The forced savings proposal is part of sweeping reforms as government attempts to help create a savings culture in the country.
The scheme will provide for pension payments as well as death and disability cover.
Those who want to contribute further will be able to choose between additional contributions to the social security scheme and participation in an occupational or individual retirement fund.
As employees will be able to elect whether their additional savings will go to the social security fund or their own provident or pension funds, it will not entirely replace existing funds. But there will be an offer to move from existing pension or provident funds to the social security scheme.
Details of the new scheme are contained in a document handed to journalists at the budget briefings on Wednesday. The document says that the current tax deductibility of pension contributions will not be taken away and that “the tax system will continue to reward retirement saving”.
The government still has to decide who will manage the fund. Traditionally these are managed by governments, but the document states that some countries have opted for competitive services provided by the private sector.
Part of the reforms will also review the complex manner in which tax on the lump sum received on retirement is calculated in order to simplify it. The first step is that anyone earning less than R43 000 per year will pay no tax on the lump sum on retirement.
The government is looking to provide some form of retirement benefit for all South Africans which is funded during their years of employment. Individuals will be able to choose whether they wish to make further provision for both retirement and death and disability or accept the basic cover.
A second look
Social welfare now reaches 11,8-million beneficiaries, from fewer than three-million in 1997, with the numbers increasing every year by an average of 23,6%, writes Jocelyn Newmarch. They are supported through old age pensions, child support, disability and foster care grants.
This increased social spending, said economist Dawie Roodt, has led to the strong demand in the economy.

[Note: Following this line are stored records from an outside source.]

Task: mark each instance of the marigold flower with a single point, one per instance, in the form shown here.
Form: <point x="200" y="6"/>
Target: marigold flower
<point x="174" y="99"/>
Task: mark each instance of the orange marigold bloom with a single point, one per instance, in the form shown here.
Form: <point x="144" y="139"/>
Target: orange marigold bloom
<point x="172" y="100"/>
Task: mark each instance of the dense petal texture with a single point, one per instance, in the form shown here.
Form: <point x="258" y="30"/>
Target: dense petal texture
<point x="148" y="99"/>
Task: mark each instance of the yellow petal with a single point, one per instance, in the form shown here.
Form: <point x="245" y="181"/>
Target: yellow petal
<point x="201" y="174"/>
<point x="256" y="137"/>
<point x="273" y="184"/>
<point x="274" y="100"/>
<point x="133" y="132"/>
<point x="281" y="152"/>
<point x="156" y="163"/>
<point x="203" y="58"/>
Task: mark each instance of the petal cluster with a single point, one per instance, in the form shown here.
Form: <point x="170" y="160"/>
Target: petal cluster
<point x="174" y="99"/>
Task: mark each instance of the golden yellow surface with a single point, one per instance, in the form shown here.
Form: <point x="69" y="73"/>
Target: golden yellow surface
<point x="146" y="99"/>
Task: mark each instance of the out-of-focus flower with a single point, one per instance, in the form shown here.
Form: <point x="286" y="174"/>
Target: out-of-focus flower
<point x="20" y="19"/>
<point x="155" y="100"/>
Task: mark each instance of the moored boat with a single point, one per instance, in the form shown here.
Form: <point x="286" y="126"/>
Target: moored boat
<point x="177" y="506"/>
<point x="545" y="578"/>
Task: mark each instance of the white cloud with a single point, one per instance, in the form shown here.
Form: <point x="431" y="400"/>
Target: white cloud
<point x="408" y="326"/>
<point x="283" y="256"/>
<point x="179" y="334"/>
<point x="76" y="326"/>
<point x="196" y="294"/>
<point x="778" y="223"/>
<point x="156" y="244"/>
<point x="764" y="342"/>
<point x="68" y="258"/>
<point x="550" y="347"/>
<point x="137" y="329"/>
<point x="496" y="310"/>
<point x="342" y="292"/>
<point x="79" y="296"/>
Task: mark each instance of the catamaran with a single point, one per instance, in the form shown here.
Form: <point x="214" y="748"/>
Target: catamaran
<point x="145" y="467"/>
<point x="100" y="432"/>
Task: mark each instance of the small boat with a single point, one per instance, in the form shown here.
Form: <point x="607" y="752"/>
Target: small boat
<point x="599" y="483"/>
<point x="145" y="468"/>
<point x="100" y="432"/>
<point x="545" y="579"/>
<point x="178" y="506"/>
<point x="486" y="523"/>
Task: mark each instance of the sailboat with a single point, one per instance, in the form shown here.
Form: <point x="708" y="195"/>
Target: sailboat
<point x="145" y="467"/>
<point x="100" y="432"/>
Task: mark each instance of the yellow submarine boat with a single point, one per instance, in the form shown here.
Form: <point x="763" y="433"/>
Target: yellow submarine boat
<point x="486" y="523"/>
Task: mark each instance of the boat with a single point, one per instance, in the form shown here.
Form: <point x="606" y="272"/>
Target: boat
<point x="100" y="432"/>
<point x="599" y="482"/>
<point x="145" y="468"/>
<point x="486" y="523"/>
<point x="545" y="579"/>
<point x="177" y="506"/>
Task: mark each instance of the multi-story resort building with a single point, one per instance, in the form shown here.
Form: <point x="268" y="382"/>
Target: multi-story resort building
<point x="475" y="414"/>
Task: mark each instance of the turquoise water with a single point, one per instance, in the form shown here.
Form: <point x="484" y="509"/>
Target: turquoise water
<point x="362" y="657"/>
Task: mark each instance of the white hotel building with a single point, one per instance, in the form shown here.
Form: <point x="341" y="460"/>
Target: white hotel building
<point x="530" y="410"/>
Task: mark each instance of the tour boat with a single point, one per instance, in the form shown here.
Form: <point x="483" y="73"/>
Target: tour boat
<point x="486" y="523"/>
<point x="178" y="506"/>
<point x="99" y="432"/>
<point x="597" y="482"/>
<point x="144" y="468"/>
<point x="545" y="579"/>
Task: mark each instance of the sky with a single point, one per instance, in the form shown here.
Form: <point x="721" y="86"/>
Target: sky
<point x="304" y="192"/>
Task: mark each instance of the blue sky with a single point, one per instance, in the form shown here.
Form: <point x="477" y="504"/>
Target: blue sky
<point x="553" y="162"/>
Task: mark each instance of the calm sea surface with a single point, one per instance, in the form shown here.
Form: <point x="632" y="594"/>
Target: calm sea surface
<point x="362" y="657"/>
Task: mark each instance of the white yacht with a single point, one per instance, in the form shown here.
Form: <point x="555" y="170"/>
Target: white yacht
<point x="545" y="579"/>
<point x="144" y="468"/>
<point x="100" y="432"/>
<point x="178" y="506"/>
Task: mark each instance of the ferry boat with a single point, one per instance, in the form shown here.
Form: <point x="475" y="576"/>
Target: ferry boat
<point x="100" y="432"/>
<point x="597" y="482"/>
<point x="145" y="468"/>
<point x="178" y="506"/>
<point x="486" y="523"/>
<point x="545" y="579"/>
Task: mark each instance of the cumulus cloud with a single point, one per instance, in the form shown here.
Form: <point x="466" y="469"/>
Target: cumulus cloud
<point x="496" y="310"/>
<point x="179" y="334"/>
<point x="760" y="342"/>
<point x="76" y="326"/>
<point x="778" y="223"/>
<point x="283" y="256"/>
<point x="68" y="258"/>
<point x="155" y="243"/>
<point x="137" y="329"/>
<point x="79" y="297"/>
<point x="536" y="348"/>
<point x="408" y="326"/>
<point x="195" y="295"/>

But old age pensions, meagre as they are, are for poorer people actually a disincentive to save. These workers don’t benefit from tax breaks for retirement funding, which only kick in at higher income levels. If they do save for a pension, they will lose the state support, which is only available to the indigent who can pass a means test. Even workers who save for retirement often cash in their savings when they change jobs, leaving them unprotected later on.